Ingredients for the topping:
1/2 cup packed brown sugar
1/2 teaspoon ground cinnamon
juice from 1 lemon
2 tart apples, peeled and thinly sliced

Procedure for the cake:
First grease your two loaf pans with shortening (see note below).

Next, in a small bowl, combine 1/2 cup brown sugar with the 1/2 teaspoon ground cinnamon. In another medium sized bowl, peel, then quarter the apples cutting out the seeds, now thinly slice them. Squeeze the juice of 1 lemon over the apple slices to keep them from turning brown. Add the cinnamon-sugar mixture and gently toss to thoroughly coat each apple slice then allow to sit for 10 minutes while you make the batter.

In a medium sized bowl, cream sugar and 1/2 cup butter. Add eggs, one at a time, beating well after each, then add the vanilla. Add baking soda to buttermilk; add to creamed mixture. Mix in flour and salt. Stir in shredded apples, nuts and raisins. Pour into two greased and floured 8-in. x 4-in. loaf pans, lined with foil or parchment strips to help remove the loaf when cooked.

Procedure for the topping:
Arrange the sugared apple slices on top of the batter in a overlapping row (see photo), pressing lightly into the batter. Bake at 350°F for 45-50 minutes (stick a toothpick in the cake, if it comes out clean with no batter sticking to it then it is cooked). Let the pans cool for 10 minutes before removing the cakes using the foil or parchments strips, and put them on a wire rack to cool. When ready to serve, slice in 1-1/2-inch pieces and serve with vanilla ice-cream and a cup of coffee if you like. Yield: 2 loaves.
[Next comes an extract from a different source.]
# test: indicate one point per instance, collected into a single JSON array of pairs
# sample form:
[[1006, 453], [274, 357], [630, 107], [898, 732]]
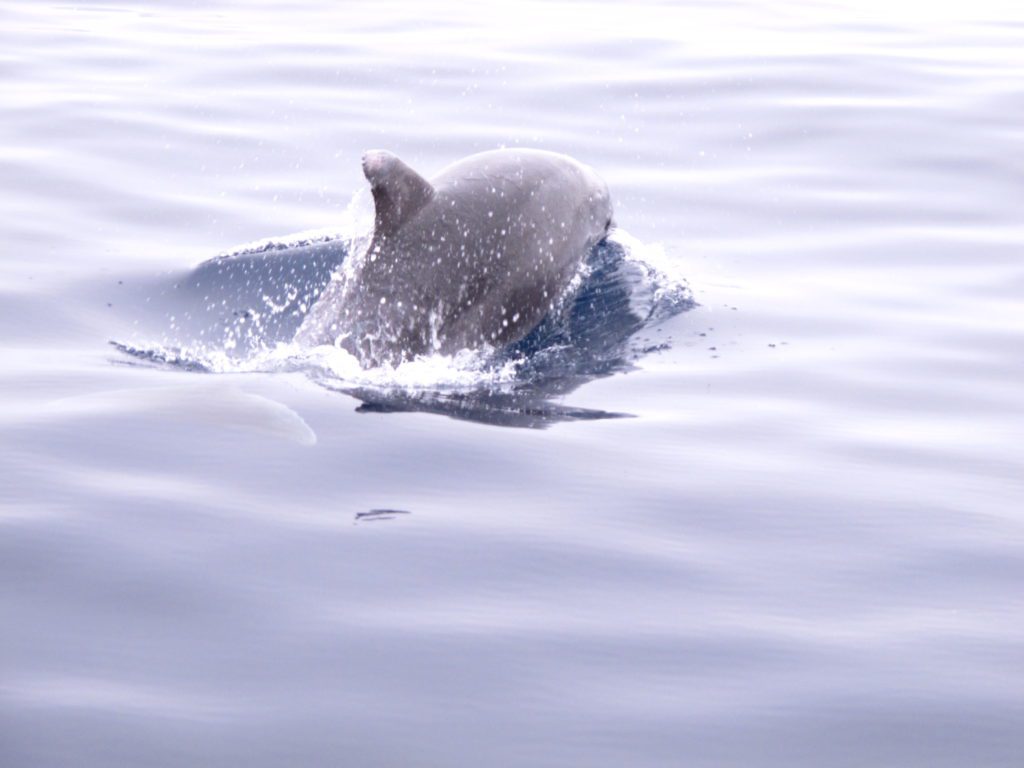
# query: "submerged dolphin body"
[[478, 256]]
Note: If you don't shred the apple for the batter, the cake will be difficult to cut. However use thin apple slice for the top of the cake, it looks better that way and you can cut the cake so that each slice has a sliced apple on top.
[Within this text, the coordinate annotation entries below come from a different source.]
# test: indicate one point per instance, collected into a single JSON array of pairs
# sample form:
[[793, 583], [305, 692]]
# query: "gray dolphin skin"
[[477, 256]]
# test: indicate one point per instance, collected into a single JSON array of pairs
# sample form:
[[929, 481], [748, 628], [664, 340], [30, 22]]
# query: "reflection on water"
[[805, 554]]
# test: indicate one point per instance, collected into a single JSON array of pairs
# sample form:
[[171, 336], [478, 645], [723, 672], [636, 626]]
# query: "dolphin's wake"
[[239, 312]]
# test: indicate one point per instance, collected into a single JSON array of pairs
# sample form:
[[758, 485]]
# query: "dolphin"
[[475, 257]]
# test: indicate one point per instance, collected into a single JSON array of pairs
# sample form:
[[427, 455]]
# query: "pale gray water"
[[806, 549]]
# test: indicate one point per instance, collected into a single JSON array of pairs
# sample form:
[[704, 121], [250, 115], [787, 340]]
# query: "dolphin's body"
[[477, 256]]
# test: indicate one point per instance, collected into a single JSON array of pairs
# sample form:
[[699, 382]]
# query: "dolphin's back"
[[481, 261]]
Use shortening to grease your pans, it does not burn easily, imparts no taste, and is
preferred by most bakers. Also I like to make a foil sling in my loaf pans to help remove the loaf from the pan. Simply laying long, wide strips of foil or even parchment paper across the length and width of the pan so the paper hangs over the edges. They work the best if you make the paper the same width as the pan where it will be used. Use the overlap as a handy grip when its time to remove the loaf from the pan.